Sterling fell against the dollar on Monday after a Bank of England policymaker indicated that interest rates may not have to be raised by as much or as quickly to cool inflationary pressures as many expect.
Writing in the Daily Mail, BoE Monetary Policy Committee member Andrew Sentance said current headline inflation is "temporary" and that a weak economy and housing market should help offset rising prices over the next year. Sentance echoed comments from British Finance Minister Alistair Darling over the weekend that pay awards had to be kept in check to ensure they did not add to inflationary pressure in the UK economy.
Also weighing on sterling sentiment after last week's surprisingly strong retail numbers, property website Rightmove said average asking prices fell 1.2 percent this month after a 1.2 percent gain in May. "The big debate in the UK is the battle between prices and growth," said Chris Turner, head currency strategist at ING.
He argued however that while economic data painted a dismal picture for the UK, sterling's yield at 5 percent was a factor helping to stave off deeper declines in the currency. By 1348 GMT, the pound was 0.7 percent lower against a broadly firmer dollar at $1.9605, on course for its biggest daily percentage fall in 2 weeks.

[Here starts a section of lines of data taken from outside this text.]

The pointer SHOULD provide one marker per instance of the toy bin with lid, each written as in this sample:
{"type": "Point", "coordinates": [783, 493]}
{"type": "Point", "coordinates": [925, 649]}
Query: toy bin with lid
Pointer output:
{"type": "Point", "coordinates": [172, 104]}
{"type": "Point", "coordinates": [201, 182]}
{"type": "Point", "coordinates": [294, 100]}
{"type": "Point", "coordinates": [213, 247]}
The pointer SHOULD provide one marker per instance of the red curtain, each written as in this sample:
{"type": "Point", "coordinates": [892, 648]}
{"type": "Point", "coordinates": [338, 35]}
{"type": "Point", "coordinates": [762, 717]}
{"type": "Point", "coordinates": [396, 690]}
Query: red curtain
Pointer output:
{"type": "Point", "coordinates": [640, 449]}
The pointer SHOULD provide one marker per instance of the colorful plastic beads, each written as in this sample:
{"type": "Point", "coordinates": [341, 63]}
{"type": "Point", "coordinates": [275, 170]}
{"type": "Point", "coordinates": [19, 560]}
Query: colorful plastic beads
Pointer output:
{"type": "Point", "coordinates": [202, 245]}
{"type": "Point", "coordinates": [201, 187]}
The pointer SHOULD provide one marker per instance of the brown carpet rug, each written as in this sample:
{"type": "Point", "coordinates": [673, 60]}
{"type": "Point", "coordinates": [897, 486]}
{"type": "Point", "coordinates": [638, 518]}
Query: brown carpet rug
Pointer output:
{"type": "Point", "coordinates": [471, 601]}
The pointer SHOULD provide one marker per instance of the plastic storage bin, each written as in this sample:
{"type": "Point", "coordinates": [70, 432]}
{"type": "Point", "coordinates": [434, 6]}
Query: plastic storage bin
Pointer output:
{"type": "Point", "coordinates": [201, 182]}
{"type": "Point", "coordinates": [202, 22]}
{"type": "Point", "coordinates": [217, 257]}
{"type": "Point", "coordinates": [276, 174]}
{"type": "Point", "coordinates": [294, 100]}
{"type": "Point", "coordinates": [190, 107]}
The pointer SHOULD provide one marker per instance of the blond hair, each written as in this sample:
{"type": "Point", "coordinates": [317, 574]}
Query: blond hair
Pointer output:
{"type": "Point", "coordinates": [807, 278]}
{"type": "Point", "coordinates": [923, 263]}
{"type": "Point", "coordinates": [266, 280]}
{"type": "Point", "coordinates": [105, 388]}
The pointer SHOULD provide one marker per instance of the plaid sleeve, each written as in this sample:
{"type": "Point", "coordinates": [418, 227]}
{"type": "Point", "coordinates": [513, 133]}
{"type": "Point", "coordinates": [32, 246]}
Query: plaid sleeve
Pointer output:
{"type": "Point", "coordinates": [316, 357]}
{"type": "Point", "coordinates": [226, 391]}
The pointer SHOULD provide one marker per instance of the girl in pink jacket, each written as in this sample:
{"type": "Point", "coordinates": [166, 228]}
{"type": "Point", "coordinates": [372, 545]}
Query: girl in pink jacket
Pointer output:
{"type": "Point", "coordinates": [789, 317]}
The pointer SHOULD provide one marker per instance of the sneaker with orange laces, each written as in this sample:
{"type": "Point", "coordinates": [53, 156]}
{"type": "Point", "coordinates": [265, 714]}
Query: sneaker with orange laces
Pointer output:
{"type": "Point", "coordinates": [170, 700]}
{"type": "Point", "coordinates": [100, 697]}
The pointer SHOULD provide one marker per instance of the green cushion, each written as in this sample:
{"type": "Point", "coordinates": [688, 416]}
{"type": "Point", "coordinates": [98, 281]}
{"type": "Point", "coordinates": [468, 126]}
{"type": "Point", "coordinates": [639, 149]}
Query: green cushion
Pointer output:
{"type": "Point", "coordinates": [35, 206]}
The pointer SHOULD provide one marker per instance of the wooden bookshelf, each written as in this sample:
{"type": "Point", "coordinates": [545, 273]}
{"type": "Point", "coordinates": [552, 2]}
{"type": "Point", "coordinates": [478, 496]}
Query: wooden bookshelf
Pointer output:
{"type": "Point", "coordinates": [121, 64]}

The euro was flat on the day at 79.05 pence, recovering from a slide to a near two-week low last week. Last week, official data showed inflation reached its highest level in Britain in 11 years. The Bank of England has said inflation may rise above 4 percent this year, but policymakers have to balance that with a risk that sharply slowing economic growth will push it below the 2 percent target in two years' time.